Em não havendo ligação com psicopatologia, alguns teóricos passaram a entender o terrorismo como uma escolha racional feita dentro da lógica peculiar destes indivíduos. Atos violentos seriam vistos como escolhas voluntárias dentro de uma organização por razões políticas e sociais, seguindo a lógica do grupo, e não como resultado de fatores psicológicos.

Mas como racionalizar o terror? Este processo lógico envolveria justificação moral de atos violentos (por interpretação falaciosa e fundamentalista de textos sagrados), seguida pela desconsideração das consequências destes atos, da desumanização e da atribuição de culpa (a outros). Apesar de cada grupo terrorista muitas vezes diferir quanto à ideologia, observa-se que há em comum exatamente estes processos lógicos, associados a uma extrema polarização entre o bem e o mal e a uma retórica absolutista. O discurso extremado de “nós” contra “eles” aumentaria a ameaça “deles” contra o grupo, e acabaria assim 1) fortalecendo a coesão interna do grupo, e 2) aumentando o ódio contra aqueles extra-grupo. Outras falácias como a interessante Teoria do Mundo Justo (os desafortunados são assim porque o merecem) são tendências lógicas dos seres humanos aproveitadas pelo discurso terrorista, que acaba virando uma inscrição moral para seus participantes.

Não obstante, os riscos individuais ao entrar para um grupo terrorista (morte, captura, etc.) não justificariam esta escolha “lógica”. Teria de haver também algum tipo de benefício para o indivíduo.

Estudiosos da área dizem que não é possível traçar uma “personalidade terrorista”, mas sugerem que em geral terroristas apresentam processos internos intensos de “divisão e externalização”. Ocorre uma profunda divisão entre o bem e o mal no próprio indivíduo, e ele é incapaz de unir estes seus lados. As partes ruins são externalizadas (na forma de ameaças externas) e as boas mantidas, o que muitas vezes ressoa com a extrema polarização apresentada pelos grupos terroristas (bom x mau, nós x eles). Outro fator importante seria a presença de uma personalidade autoritária. Em tais personalidades co-ocorreriam etnocentrismo (o grupo/indivíduo é o centro e é melhor do que todas as pessoas outras fora dele) e conservadorismo político e econômico. Além disso, faria parte deste tipo de personalidade um alto grau de agressividade, propensão a submissão, cinismo e rigidez de pensamento. Outra observação importante é a de que terroristas em geral passaram por experiências violentas na infância, e em geral viveram com privação de recursos econômicos e emocionais.
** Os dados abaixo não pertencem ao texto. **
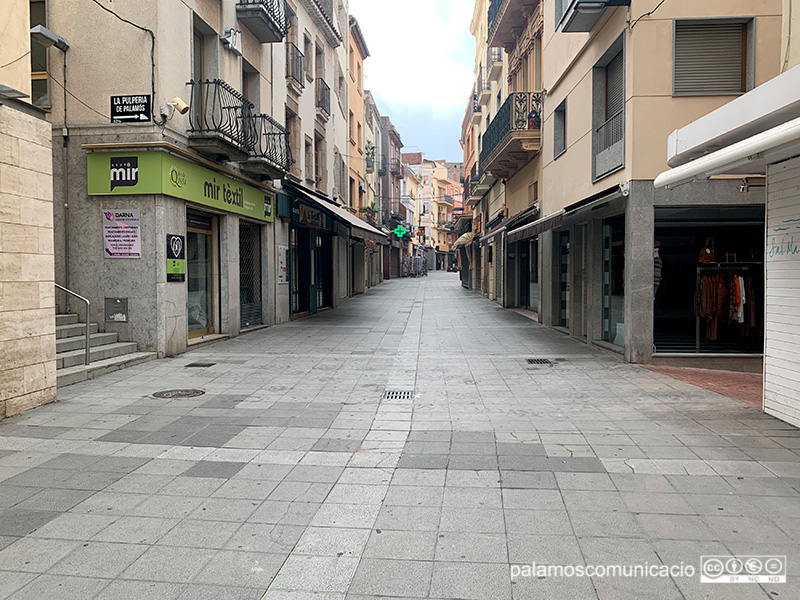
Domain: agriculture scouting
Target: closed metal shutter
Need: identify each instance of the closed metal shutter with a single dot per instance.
(709, 58)
(615, 86)
(250, 275)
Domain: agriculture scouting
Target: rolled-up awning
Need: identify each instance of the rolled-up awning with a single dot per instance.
(463, 240)
(547, 223)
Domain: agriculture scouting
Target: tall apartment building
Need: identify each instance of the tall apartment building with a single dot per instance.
(27, 300)
(618, 81)
(203, 190)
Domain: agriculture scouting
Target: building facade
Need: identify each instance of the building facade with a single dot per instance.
(757, 135)
(27, 293)
(205, 195)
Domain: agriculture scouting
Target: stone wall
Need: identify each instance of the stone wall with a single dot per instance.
(27, 299)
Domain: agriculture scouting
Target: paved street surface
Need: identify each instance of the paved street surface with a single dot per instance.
(296, 477)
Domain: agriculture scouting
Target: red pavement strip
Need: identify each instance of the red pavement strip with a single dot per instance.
(746, 387)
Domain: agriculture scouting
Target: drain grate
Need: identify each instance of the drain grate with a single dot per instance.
(398, 395)
(179, 394)
(540, 361)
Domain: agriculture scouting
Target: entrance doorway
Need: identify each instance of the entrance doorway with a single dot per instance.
(201, 273)
(250, 275)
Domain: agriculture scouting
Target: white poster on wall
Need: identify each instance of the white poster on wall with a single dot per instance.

Todos estes processos podem corroborar para um sentimento de injustiça pessoal. Assim, escreve Andrew Silke (2006) que “qualquer sociedade irá conter algumas minorias ou grupos descontentes (com ou sem razão) que acreditarão que o mundo os tem tratado mal. Quando um indivíduo se identifica com estes grupos, ele começa a compartilhar o sentimento de injustiça, combinado com uma sensação de pertencimento ao grupo em questão. Basta adicionar um evento de vida pessoal grave catalisador como violência extrema a ele ou contra aqueles que ele ama, e o caminho para a participação no grupo terrorista está aberto”. A identificação com o grupo elevaria assim o valor próprio. Consequentemente, “pelo fato de a identidade social (grupal) se tornar parte do auto-conceito do indivíduo, uma ameaça contra o grupo é uma ameaça contra si mesmo”.

Agressões ao grupo viram ameaça de desintegração do indivíduo, que reage ao risco de eliminação com atos de extrema violência.

Outro fator interessante dos grupos terroristas é que eles combatem o autoritarismo de outros grupos (ou países), mas são eles mesmos extremamente autoritários. A maneira de eliminar este paradoxo é eliminar aqueles que duvidam do grupo e evidenciam este contrassenso: sair do grupo terrorista por discordância de qualquer sorte, por exemplo, é impossível; sai-se apenas se o destino for o cemitério, escreve Jerrold Post (1998). O autoritarismo interno serve também para fomentar a violência voltada para o externo.

 


 

Ref.: Rogers MB, Loewenthal KM, Lewis CA, Amlot R, Cinnirella M, Ansari H. The role of religious fundamentalism in terrorist violence. A social psychological analysis. Int Rev Psychiatry 2007, 19(3):253-262.